I’d seen 1-4 already, having attended a couple of Sunday night gatherings and a couple of catch-up sessions. So in the past 48 hours since I received the discs, I’ve watched nearly six and a half hours of L Word — trying to stretch out the last episode and a half so my cravings don’t get too intense. I’ve heard the withdrawal can be particularly brutal if you go cold turkey with the stuff still in your system.

I have a sneaking suspicion that Jennifer might be punishing me — not necessarily for skipping week after week of this year’s L Word gatherings, but for my declaration in this space nearly a year ago when I boldly proclaimed to millions of readers (yes, I have an active fantasy life) that the show was, as I put it, stupid.

After hours of viewing in the last two days, I stand by my previous judgment. It is so stupid. It is painfully stupid. I cannot believe the depths of stupidity to which this show stoops on a regular basis. I can’t believe how often it makes me roll my eyes, or shake my head, or purse my lips. Sometimes I do all three at once. Yes, ladies and germs, this is ridiculously stupid television.

And I’m all over it. I can’t stop watching it and I dread being finished with the baggie of DVDs. That’s the thing: I love stupid TV as much as the next child of the ’70s or any of the decades that have followed. I would never in a million years slap one of those “Kill your television” bumper stickers on my car, or any other surface for that matter. (I think they’re cruel and unnecessarily provoke violence against electronics.) The idea of TV-Turnoff Week, which was April 25-May 1 this year, is anathema to me.

I can use the word anathema, and use it correctly, only because I’ve been watching Seinfeld episodes on DVD and recently saw the one where George uses “anathema” and then defines it for Jerry. God bless television!

But the point remains, Jennifer may still be smarting over the whole “stupid” remark of 2004 (and she’s not likely to be amused by this year’s critical appraisal of the show, wherein “stupid” has been used in reference to the second season no fewer than four times thus far). It’s not that Jennifer doesn’t agree that the show is, well, sort of inane. But she takes exception to derisive, dismissive characterizations of the show as stupid.

I suppose I can’t blame her. I’ve never had a fierce loyalty to a lesbian-themed show — I had pretty much stopped watching Ellen DeGeneres’ sitcom by the time she came out and I don’t know of any other lesbian-themed shows.

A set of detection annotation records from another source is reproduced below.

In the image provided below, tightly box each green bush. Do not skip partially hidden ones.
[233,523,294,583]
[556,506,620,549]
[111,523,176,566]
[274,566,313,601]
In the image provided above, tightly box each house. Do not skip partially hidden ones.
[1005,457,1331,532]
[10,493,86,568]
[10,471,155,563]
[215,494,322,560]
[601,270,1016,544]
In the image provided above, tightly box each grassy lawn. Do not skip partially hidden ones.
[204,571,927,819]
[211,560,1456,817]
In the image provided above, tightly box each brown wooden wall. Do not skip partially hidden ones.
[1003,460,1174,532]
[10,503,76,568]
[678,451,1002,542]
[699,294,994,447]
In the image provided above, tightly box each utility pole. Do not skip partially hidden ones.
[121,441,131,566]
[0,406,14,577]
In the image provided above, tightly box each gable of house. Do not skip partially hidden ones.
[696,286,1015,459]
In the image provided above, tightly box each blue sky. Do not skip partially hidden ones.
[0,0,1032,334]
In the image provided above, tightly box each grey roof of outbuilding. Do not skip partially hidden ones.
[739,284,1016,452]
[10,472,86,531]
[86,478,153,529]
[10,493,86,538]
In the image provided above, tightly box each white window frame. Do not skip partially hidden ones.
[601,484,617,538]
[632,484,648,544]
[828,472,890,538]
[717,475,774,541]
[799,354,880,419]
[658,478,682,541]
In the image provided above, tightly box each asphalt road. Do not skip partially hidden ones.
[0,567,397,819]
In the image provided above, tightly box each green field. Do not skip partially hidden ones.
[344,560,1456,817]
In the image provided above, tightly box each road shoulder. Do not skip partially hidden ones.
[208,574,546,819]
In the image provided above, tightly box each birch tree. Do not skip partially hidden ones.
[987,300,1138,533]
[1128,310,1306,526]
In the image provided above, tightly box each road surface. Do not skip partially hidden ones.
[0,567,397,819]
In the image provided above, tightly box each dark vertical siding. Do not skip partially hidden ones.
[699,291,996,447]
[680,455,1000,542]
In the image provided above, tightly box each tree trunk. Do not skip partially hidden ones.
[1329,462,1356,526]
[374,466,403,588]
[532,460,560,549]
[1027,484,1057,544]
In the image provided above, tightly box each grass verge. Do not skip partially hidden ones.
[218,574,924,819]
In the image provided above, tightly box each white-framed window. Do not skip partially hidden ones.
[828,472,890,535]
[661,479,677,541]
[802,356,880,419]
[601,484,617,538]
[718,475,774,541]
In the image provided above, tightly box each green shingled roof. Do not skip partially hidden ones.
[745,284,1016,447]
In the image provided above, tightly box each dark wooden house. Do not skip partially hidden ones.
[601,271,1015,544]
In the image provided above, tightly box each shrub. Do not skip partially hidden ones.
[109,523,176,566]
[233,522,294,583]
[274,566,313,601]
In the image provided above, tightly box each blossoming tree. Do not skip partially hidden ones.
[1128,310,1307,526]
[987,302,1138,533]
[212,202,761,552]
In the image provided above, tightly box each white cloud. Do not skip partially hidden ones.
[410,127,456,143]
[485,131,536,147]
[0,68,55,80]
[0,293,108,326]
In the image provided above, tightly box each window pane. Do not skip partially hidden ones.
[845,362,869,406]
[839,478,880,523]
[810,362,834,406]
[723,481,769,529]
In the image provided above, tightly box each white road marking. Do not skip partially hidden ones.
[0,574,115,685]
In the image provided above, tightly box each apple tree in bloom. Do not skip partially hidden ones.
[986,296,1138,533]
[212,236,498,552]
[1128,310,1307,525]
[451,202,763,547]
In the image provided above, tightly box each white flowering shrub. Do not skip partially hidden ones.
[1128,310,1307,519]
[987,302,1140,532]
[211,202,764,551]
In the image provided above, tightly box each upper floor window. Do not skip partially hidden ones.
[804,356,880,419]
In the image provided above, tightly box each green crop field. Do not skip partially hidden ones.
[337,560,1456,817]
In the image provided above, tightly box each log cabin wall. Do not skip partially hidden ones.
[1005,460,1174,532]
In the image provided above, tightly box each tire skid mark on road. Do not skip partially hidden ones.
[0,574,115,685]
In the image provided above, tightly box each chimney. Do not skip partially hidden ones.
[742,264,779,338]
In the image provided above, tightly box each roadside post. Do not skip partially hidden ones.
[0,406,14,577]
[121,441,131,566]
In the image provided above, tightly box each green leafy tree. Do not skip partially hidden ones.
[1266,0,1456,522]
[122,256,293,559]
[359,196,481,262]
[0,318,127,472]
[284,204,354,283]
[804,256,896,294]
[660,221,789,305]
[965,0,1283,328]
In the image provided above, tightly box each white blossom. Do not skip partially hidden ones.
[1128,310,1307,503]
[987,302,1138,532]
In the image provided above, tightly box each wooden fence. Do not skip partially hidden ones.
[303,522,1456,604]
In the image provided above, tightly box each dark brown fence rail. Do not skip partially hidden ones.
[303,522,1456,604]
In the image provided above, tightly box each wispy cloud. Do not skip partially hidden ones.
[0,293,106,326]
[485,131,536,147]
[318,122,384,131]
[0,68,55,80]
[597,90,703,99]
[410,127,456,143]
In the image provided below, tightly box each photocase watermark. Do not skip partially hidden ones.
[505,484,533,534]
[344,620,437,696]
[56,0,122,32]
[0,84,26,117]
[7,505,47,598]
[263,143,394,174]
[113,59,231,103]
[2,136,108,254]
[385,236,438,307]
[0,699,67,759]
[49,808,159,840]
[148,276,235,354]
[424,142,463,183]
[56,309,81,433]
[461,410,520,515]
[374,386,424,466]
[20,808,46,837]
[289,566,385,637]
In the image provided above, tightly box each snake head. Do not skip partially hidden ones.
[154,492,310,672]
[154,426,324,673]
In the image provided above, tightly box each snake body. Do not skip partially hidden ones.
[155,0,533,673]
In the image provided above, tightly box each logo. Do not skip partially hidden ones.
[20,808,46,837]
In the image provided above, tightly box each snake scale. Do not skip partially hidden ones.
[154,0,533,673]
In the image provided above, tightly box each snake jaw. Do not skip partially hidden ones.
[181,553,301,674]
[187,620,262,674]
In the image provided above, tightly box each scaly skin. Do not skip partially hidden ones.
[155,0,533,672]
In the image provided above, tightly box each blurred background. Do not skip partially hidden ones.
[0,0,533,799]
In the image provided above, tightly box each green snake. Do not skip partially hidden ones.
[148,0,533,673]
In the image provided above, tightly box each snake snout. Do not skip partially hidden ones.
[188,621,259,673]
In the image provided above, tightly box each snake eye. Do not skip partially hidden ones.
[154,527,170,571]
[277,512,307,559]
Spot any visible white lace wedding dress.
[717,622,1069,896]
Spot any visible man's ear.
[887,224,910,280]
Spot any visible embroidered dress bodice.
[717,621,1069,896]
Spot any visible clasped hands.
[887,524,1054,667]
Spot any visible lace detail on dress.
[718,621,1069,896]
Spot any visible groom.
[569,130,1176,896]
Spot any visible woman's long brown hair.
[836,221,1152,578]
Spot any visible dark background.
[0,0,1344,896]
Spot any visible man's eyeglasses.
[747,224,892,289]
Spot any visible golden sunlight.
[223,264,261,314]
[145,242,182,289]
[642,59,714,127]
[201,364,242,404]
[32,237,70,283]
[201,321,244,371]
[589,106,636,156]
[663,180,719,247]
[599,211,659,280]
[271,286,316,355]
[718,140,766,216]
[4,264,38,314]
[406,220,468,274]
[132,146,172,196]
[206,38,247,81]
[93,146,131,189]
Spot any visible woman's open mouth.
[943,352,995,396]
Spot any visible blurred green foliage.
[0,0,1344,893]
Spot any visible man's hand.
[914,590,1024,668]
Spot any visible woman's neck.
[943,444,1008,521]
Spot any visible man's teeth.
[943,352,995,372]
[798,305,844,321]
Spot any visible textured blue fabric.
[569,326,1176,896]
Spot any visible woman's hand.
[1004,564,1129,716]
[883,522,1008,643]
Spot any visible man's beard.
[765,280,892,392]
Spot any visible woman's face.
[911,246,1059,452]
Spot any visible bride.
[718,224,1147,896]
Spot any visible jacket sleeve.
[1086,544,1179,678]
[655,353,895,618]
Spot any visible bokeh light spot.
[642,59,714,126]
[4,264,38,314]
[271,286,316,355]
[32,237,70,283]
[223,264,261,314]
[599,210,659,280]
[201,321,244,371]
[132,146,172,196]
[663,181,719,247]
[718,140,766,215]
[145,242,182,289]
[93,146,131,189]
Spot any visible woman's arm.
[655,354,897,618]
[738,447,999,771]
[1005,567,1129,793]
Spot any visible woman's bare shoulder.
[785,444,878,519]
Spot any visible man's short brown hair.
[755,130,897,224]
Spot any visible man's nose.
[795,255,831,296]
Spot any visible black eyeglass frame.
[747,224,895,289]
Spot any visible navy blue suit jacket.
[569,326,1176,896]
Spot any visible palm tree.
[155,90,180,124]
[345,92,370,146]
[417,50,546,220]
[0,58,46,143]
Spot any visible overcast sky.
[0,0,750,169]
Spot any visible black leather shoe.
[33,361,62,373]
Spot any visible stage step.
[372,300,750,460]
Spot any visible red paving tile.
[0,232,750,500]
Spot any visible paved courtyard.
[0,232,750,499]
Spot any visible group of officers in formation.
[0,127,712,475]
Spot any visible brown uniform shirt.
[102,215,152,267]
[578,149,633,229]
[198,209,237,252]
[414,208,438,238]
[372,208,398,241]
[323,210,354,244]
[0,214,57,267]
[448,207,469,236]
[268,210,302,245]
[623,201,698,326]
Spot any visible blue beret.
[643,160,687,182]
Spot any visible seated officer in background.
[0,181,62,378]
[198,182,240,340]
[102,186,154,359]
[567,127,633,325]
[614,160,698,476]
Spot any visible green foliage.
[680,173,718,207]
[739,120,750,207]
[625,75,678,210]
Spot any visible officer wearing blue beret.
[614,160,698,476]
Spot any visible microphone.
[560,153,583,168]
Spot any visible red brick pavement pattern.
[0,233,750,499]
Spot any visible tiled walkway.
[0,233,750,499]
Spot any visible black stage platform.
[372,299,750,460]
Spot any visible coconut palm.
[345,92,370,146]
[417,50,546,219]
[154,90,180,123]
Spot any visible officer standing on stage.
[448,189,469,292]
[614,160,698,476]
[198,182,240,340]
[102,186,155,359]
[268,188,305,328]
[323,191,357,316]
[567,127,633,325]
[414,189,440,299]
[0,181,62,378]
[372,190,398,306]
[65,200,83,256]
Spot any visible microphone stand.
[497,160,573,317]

But I will admit right here in black and white, for millions of readers to see, that I was once so het up over Party of Five that I was known to have temper tantrums if the VCR wasn’t set properly to record it on Wednesday nights. (In the right mindset, I can still cry when I think about the episodes dealing with Bailey’s drinking problem.)

My earliest memories of truly stupid television revolve around my predilection for the daytime soap opera Days of Our Lives. It would come on the small black and white television in my bedroom after the game shows I watched during the summer at the height of my adolescence. I couldn’t be bothered to get up and turn off the TV.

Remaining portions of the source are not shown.